At this point, two modifications are necessary to the function in order to use it properly. What is important is the average inconsistency of all the pairs, not one single pair. Therefore it is possible to sum max( ρA- ρB, 0) for all points and divide by the number of points. Also, it is critical to control the relative importance of minimizing physical inconsistency. This can be done by multiplying the average physical inconsistency with a hyperparameter (works like the regularization parameter).
Physical inconsistency term of the loss function
Results
Here are the results of 4 models. They are:
- PHY: General lake model (GLM).
- NN: A neural network.
- PGNN0: A neural network with feature engineering. Results of the GLM are fed into the NN as additional features.
- PGNN: NN with feature engineering and with the modified loss function.
And two metrics for evaluation:
- RMSE: Root mean square error.
- Physical Inconsistency: Fraction of time-steps where the model makes physically inconsistent predictions.

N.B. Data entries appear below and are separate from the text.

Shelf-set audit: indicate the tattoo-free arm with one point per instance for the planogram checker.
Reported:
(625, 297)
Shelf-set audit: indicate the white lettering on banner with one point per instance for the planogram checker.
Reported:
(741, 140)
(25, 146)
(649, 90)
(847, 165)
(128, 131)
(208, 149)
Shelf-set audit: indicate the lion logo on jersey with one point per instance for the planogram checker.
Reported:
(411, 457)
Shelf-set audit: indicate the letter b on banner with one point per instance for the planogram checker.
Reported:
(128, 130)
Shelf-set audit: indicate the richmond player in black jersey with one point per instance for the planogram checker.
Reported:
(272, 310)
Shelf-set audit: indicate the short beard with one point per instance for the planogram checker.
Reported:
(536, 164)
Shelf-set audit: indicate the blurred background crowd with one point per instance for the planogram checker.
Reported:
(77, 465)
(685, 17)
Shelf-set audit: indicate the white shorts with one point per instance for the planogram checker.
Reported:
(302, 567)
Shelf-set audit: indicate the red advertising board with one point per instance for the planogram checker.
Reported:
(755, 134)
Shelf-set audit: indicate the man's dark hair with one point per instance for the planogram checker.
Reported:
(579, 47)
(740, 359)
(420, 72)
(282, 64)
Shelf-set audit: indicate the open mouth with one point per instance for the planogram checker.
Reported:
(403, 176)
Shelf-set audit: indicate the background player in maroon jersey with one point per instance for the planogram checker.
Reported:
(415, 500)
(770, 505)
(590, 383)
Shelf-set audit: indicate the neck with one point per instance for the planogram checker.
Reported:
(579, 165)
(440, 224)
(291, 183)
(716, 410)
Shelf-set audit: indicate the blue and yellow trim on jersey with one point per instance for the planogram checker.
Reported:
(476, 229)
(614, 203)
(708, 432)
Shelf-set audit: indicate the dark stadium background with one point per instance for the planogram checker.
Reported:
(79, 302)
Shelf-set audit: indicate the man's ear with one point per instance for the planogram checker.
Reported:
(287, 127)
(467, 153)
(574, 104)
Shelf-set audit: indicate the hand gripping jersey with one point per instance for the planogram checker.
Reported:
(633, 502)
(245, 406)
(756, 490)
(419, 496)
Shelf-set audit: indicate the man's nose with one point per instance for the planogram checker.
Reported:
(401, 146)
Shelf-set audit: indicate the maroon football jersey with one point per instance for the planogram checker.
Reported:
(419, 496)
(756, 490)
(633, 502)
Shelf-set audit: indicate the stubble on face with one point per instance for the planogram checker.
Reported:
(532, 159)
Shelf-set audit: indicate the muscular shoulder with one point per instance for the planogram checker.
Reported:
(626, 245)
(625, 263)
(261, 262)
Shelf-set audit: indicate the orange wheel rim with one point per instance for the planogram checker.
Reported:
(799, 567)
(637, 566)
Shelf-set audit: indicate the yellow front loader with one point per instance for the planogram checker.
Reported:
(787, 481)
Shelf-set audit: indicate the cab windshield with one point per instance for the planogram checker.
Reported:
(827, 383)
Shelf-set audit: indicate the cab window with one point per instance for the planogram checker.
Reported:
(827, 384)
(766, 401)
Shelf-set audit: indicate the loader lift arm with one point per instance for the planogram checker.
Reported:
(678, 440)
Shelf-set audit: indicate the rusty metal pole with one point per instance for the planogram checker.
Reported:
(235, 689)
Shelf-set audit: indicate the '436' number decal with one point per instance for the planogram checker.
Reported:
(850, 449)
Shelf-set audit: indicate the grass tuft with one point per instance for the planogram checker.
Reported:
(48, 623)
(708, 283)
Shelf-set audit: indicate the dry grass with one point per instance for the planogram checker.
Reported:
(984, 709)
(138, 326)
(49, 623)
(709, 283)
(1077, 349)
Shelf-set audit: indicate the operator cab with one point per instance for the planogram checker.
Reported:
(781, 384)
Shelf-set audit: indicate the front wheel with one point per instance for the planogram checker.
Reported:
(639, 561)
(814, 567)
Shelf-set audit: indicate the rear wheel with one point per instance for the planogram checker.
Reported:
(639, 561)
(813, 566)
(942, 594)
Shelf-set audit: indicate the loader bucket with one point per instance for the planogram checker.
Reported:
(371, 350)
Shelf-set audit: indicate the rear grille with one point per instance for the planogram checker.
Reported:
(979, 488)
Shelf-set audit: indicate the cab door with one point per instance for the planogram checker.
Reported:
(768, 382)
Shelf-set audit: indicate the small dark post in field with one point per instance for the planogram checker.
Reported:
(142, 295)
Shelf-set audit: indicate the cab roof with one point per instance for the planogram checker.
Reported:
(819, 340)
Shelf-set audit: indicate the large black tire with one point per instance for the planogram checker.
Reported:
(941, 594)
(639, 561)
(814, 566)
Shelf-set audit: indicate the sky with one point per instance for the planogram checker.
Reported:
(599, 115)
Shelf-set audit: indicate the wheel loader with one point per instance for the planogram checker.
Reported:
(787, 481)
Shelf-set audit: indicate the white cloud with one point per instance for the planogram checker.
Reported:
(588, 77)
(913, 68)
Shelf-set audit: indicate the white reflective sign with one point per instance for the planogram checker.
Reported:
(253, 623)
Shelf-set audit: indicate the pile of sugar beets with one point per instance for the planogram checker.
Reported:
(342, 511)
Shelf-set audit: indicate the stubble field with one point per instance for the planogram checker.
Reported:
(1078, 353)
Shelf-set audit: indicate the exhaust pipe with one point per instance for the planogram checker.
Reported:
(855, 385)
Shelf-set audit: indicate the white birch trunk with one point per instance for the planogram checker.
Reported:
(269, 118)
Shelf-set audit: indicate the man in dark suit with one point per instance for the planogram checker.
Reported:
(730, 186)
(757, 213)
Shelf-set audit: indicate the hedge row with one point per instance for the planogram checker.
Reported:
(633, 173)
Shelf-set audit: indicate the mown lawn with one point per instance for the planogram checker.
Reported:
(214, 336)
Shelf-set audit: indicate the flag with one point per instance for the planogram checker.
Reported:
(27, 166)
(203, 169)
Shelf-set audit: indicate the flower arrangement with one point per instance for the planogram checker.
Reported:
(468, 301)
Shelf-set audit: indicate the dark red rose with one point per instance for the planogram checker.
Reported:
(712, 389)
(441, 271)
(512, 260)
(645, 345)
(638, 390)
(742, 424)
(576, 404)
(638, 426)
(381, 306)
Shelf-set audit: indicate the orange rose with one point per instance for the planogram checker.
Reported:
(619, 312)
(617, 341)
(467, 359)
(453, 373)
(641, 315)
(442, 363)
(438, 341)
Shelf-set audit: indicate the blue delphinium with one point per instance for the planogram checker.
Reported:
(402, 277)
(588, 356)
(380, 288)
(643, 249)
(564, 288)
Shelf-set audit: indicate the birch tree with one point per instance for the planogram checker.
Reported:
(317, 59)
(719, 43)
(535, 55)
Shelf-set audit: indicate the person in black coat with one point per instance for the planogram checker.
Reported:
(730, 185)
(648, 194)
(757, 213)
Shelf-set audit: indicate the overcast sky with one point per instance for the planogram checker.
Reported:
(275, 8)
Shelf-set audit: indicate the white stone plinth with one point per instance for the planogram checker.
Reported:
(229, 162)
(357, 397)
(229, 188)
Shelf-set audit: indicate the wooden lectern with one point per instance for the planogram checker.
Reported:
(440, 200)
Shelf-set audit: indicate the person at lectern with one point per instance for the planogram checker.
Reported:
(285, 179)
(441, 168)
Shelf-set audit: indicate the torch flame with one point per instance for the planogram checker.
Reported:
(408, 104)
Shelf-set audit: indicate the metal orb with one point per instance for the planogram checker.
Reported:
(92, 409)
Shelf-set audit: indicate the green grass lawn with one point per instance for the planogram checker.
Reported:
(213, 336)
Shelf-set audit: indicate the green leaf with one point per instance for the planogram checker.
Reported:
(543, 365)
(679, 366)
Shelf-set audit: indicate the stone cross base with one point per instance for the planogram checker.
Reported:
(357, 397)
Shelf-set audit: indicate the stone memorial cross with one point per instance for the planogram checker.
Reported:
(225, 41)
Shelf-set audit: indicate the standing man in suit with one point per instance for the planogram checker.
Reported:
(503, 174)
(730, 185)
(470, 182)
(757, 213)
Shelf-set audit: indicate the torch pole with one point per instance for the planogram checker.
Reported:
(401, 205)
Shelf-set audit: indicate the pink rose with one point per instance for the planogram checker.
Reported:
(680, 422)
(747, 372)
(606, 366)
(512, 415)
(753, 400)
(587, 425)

Results on Lake Mille Lacs
Results on Lake Mendota
Comparing NN with the PHY we can conclude that NN gives more accurate predictions at the expense of physically inconsistent results. Comparing PGNN0 and PGNN we can see that physical inconsistency is eliminated mostly thanks to the modified loss function. Improved accuracy is mostly due to feature engineering with some contribution from the loss function.
To sum things up, these first results show us that this new type of algorithm, PGNN, is very promising for providing accurate and physically consistent results. Moreover, incorporating our knowledge of the world into the loss function provides an elegant way to improve the generalization performance of machine learning models. This seemingly simple idea has the potential to fundamentally improve the way we conduct machine learning and scientific research.